Check out the McKinsey report HERE.


EPR will continue to expand and influence packaging sustainability

The state of California has led the way with Extended Producer Responsibility legislation, and most in the packaging space will agree – California holds a powerful influence over the rest of the country.

Currently a total of four states have enacted EPR legislation, and an additional 10 states have proposed legislation. Within the California bill, 100% of packaging must be recyclable or compostable by 2032.

Combine this with increasing consumer expectations, for example 52% of US consumers are concerned or extremely concerned about climate change; 44% of US consumers report having shopped sustainably in the past two years, and 50% of Americans consider sustainable packaging when shopping; the demands on brand owners, CPGs and product developers are vast.

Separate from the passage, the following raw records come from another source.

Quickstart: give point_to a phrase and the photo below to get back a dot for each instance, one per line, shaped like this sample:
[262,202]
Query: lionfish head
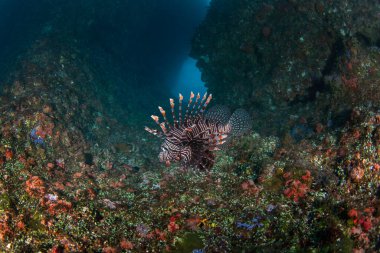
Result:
[192,139]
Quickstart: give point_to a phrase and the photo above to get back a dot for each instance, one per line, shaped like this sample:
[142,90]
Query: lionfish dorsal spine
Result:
[206,103]
[188,105]
[180,108]
[162,111]
[201,103]
[175,122]
[195,105]
[153,131]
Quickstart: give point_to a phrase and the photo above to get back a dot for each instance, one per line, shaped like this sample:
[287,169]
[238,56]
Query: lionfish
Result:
[192,140]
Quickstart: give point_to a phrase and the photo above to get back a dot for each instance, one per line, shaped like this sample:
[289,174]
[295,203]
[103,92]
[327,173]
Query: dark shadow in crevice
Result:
[318,83]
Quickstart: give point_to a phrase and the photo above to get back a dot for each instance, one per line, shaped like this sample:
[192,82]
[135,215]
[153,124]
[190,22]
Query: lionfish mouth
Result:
[192,139]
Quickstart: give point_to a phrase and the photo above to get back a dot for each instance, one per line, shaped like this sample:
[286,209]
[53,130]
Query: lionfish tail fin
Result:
[218,113]
[240,122]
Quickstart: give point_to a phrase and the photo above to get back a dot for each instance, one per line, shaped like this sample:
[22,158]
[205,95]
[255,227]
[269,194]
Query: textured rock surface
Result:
[295,58]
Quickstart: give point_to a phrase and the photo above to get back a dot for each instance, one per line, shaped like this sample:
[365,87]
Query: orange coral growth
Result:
[35,187]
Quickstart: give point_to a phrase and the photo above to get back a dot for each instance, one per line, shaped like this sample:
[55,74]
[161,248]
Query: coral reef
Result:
[78,173]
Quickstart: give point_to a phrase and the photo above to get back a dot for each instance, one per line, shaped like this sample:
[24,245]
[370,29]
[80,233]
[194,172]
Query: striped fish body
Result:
[193,143]
[193,140]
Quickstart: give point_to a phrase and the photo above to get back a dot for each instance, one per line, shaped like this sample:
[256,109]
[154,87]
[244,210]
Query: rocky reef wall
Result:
[291,59]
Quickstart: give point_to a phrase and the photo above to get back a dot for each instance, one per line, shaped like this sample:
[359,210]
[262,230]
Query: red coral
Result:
[35,187]
[296,189]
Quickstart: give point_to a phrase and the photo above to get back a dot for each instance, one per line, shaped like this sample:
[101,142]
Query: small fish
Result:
[191,140]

New Tools are Emerging to Help Both Consumers and Brands

With so many ways to approach packaging sustainability, and so many demands from both consumers and legislators, it’s a complicated journey to make the shift to more sustainable packaging. And, despite best efforts to create sustainable packaging, consumers are confused on what to do with it. For example, 88% of people say recycling is a responsibility for everyone and only works well if we all take part, however 40% don’t know that food does not belong in recycling bins. Beyond that, less than half believe that recyclables are made into new things. SOURCE: The Recycling Partnership

In response to this, new tools are being developed that can help both consumers and packagers. These data-backed solutions can connect and empower companies, communities and people to manage better packaging and a better system. You’re going to want to dig deeper into these:

National recycling database:

  • The Recycling Partnership’s National Recycling Database, is a first-of-its-kind comprehensive source for local recycling information across the U.S.  This database empowers households, manufacturers, retailers, brands, policymakers, environmental organizations, and government officials to understand how individual recycling programs are conducted, what materials are recyclable at the local level, and ultimately how to improve packaging recyclability. 

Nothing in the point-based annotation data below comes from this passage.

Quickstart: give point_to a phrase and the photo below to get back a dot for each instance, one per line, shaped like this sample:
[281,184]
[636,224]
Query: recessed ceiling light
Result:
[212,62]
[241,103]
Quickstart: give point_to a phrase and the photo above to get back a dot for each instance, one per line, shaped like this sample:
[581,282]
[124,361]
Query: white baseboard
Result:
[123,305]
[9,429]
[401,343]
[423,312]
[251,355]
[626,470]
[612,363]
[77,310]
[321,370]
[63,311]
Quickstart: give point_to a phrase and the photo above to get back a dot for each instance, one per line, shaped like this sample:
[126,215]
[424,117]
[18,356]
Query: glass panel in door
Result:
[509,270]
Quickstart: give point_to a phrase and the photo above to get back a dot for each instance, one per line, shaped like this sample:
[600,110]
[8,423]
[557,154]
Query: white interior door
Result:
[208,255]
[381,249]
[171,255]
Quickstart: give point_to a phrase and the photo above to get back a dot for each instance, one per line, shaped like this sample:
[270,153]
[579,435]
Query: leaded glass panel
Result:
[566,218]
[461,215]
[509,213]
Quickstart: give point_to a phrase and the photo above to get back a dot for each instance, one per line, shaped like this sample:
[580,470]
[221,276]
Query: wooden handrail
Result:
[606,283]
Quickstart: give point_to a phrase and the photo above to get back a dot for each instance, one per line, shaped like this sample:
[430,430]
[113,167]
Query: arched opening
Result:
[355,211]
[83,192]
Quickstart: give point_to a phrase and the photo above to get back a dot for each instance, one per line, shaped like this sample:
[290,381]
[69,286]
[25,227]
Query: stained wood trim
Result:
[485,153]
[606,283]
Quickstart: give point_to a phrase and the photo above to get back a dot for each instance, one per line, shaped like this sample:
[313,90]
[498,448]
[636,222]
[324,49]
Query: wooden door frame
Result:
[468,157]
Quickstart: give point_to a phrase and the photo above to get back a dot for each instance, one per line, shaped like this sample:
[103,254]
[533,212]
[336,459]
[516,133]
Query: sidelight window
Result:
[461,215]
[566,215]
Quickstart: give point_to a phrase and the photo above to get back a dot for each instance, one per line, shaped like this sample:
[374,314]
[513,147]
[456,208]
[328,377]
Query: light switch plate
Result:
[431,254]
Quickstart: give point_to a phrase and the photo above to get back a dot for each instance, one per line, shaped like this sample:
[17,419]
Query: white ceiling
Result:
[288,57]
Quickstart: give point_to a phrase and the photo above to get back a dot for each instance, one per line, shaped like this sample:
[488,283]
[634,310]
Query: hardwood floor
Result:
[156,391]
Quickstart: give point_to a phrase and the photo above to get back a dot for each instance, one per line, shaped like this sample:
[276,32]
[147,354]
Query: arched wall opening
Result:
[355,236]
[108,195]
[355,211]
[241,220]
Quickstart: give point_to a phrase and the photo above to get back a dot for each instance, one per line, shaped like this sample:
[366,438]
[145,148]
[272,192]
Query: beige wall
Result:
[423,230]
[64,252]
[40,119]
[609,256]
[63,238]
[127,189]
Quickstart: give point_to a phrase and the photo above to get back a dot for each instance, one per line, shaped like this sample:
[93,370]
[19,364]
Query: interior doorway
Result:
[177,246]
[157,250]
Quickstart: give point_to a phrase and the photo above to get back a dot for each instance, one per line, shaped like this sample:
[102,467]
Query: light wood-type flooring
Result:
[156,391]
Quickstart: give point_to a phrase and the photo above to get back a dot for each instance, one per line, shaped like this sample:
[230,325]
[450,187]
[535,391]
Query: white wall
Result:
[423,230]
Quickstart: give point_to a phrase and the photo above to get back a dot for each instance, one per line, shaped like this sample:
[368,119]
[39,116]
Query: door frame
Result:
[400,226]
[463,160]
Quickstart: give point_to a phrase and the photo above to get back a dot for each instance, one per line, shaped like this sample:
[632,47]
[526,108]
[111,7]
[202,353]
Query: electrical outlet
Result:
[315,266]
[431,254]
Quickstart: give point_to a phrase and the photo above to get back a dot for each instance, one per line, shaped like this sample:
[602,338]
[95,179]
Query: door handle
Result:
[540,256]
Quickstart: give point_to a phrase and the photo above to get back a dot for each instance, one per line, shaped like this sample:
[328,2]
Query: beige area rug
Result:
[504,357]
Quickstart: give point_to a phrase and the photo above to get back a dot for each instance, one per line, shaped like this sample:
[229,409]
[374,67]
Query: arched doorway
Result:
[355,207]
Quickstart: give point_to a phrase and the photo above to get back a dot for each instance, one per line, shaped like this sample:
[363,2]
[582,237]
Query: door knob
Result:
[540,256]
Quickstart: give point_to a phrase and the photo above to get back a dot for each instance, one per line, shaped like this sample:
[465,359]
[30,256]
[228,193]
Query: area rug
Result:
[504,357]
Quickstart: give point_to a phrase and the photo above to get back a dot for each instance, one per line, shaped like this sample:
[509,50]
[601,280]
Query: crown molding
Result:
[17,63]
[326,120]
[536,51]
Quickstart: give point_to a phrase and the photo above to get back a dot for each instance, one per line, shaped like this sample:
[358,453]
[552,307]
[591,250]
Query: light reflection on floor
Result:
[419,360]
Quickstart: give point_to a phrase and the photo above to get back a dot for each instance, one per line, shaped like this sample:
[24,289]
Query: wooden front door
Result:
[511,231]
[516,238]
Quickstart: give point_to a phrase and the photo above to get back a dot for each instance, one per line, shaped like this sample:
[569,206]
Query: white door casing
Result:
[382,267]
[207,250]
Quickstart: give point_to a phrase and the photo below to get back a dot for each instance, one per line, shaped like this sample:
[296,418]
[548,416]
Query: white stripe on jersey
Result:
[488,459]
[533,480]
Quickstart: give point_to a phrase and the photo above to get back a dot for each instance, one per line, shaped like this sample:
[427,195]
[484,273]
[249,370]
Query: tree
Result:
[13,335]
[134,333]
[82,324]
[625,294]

Circular Packaging Assessment:

  • The Circular Packaging Assessment Tool provides step-by-step instructions to help companies to understand and evaluate packaging within the Residential* Recyclability Framework, identifying challenges that must be addressed to achieve the circular system of the future.

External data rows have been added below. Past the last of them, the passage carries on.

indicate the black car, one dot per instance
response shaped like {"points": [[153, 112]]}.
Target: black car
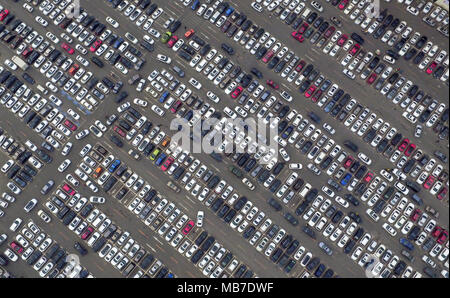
{"points": [[227, 48], [256, 72], [83, 251], [291, 219]]}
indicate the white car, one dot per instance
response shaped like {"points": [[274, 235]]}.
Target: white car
{"points": [[64, 165], [158, 110], [200, 217], [41, 21], [164, 59], [10, 64], [140, 102], [112, 22]]}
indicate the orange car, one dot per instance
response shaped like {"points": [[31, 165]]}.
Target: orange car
{"points": [[189, 33]]}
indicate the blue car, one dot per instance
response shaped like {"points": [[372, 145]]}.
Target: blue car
{"points": [[114, 166], [160, 159], [229, 11], [164, 96], [189, 115], [346, 179], [319, 271], [118, 42], [329, 106], [405, 242], [195, 5], [287, 132]]}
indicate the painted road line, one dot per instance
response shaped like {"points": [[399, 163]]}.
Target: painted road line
{"points": [[158, 240], [150, 247]]}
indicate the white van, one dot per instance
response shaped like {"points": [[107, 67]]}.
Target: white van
{"points": [[305, 13]]}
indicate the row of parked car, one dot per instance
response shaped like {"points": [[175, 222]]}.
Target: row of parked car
{"points": [[160, 215], [344, 114], [23, 165], [356, 66], [103, 236], [39, 250]]}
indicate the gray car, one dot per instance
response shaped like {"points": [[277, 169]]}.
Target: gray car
{"points": [[47, 187]]}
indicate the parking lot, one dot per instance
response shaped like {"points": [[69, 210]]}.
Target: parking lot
{"points": [[362, 168]]}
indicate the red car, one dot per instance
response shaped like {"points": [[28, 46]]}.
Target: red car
{"points": [[441, 195], [300, 66], [172, 41], [316, 96], [342, 40], [188, 227], [329, 32], [16, 247], [4, 14], [368, 177], [70, 125], [410, 149], [429, 182], [431, 67], [303, 28], [298, 36], [96, 45], [310, 91], [443, 237], [272, 84], [403, 145], [348, 162], [371, 78], [354, 49], [68, 189], [176, 106], [343, 4], [416, 214], [87, 233], [27, 52], [119, 131], [437, 231], [237, 92], [268, 56], [167, 164], [67, 48]]}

  • Plastic IQ is a free tool for U.S. companies making and selling packaged goods to analyze the environmental footprint of your plastic packaging and assess the cost and environmental impacts of changes you could make in your packaging portfolio.


Recycle Check

Confusion about what and how to recycle causes too many household recyclables – from cereal boxes to yogurt tubs – to end up in landfill. To help address this problem, state-level policy is establishing more transparent packaging labels and recyclability claims requirements, setting the stage for brands to play a critical role in the solution. Recycle Check is a new platform from The Recycling Partnership that offers an interactive package-specific solution providing localized recycling information to consumers across the U.S. With Recycle Check, consumers can scan a QR code or click a link to get real-time package-specific recycling information in as little as 10 seconds.

This tool simplifies the way product packages provide local recyclability information, utilizing The Partnership’s National Recycling Database, a state-of-the-art resource that centralizes recycling information from more than 9,000 U.S. communities covering 97% of the U.S. population.


Where to Begin

Three key questions CPGs can ask in your organization to get started on your sustainable packaging journey:

  1. Do we know what consumers expect of us for sustainability?
  2. How should our packaging evolve to meet consumers expectations on a brand level? How can we change/shape the their behaviors (e.g. refilling reusable packaging)?
  3. Is our supply chain equipped to handle new sustainable packaging?